In the Beijing case, the court held that Company A’s shift to AI map data collection, driven by predictable operational factors including technological advances and market shifts, merely represented an adjustment to its business strategy and scope, which shall not be deemed as a “material change of objective circumstances”. Another noteworthy detail cited in the judgment is that, although Company A claimed to abolish the Navigation Product Department, other employees of this department remained employed, and the company never offered Lau a specific alternative position after restructuring.
Likewise, the Hangzhou court ruled that AI technology constituted a market competition driven technical upgrade, which would not automatically be deemed as a “material change of objective circumstances” that renders performance of an employment contract impossible. The court further noted that Company B’s proposed salary cut was unreasonable, leading to a final finding of unlawful dismissal.

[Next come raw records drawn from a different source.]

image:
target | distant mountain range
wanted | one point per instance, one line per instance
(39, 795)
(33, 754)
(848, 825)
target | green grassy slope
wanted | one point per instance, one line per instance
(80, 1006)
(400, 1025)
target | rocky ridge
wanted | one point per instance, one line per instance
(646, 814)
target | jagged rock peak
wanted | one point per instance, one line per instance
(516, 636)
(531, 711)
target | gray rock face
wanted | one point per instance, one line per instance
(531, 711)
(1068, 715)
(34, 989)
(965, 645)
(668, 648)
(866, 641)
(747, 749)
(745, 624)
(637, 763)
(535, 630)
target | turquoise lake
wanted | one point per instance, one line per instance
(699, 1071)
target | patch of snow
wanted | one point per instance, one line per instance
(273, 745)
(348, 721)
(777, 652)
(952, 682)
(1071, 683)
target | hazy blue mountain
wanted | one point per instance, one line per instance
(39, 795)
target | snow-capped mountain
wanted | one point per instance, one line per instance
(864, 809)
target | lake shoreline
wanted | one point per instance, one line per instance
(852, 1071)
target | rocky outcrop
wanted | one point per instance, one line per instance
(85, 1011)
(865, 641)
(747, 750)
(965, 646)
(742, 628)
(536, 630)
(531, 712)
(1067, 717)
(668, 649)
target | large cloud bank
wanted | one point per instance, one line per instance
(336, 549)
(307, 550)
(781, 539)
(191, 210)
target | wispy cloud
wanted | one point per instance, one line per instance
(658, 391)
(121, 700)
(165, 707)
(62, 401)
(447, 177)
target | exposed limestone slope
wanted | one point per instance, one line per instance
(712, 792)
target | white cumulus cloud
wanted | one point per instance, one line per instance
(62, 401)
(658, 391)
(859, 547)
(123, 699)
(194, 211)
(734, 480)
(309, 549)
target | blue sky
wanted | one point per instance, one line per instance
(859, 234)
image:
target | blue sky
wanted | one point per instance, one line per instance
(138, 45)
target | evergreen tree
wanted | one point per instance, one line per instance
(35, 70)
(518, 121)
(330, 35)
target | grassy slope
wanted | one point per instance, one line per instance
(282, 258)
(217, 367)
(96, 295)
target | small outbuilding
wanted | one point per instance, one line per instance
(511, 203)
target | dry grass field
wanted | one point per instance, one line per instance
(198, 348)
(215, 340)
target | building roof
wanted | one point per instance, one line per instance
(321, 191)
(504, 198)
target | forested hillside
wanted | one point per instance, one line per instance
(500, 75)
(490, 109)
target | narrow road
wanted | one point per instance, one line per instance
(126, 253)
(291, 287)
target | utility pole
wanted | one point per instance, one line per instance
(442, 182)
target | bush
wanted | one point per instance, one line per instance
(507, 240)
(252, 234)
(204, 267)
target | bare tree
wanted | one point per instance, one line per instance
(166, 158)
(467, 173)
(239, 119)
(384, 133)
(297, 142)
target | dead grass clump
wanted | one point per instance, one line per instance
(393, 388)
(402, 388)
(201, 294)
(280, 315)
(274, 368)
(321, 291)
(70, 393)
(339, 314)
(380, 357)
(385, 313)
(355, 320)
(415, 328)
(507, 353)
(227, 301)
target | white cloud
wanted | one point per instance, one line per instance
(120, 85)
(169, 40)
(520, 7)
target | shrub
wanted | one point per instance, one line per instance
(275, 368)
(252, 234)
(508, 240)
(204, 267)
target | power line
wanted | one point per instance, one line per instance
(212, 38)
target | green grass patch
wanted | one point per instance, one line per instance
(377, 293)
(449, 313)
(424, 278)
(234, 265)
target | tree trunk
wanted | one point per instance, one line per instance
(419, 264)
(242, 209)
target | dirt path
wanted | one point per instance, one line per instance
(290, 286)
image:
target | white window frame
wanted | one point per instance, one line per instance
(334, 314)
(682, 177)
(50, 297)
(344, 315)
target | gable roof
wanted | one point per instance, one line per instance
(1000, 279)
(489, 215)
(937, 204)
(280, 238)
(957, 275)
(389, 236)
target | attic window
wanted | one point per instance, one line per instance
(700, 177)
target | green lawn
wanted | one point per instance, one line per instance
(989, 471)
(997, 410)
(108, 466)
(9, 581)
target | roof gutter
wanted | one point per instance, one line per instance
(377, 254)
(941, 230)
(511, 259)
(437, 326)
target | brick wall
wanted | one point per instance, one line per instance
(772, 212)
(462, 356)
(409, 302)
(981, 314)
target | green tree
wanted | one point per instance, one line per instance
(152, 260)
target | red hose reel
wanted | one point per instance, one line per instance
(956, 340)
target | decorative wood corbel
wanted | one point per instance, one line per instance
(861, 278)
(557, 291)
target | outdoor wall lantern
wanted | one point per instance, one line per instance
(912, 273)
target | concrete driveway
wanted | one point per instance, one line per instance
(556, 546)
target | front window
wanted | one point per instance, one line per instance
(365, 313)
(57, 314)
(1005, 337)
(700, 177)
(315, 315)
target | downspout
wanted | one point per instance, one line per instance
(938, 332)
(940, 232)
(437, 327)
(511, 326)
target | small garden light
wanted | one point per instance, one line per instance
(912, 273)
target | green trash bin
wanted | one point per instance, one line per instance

By contrast, Company C prevailed in the Guangdong case because it substantiated a chain of objective facts: idle production lines, shrinking order volumes, mass layoffs of hundreds of line workers, as well as a concrete transfer offer to Zhu with identical compensation terms.
Based on the rationales behind the three cases, the following preliminary conclusions can be drawn:
- Where AI is the only reason for staff surplus, it shall not be deemed as a “material change of objective circumstances”.
- If AI is the reason for staff surplus, but alongside there are some other adverse operational conditions (e.g., declining orders, operating deficits, production suspension and so on), supported by objective documentary evidence, there is a relatively higher possibility that the circumstance will be recognized as a “material change of objective circumstances”.
- On the premise of Item 2 above, the possibility of judicial recognition rises further if the company conducts equal negotiation for contract modification with all affected employees. If salary adjustments are proposed, the reduction margin shall be kept as minimal as possible (a 20% pay cut is generally regarded as the acceptable upper limit).
From the employer’s perspective, a smarter workforce planning is more important. Companies shall plan ahead, forecast workforce demand fluctuations reasonably in line with medium and long-term corporate development strategies, and conduct overall allocation and redistribution of staff numbers and positions in a timely manner. Meanwhile, companies shall refine employee performance appraisal systems and establish workplace rules that reward dedicated high-performing staff while enabling lawful management of underperforming employees.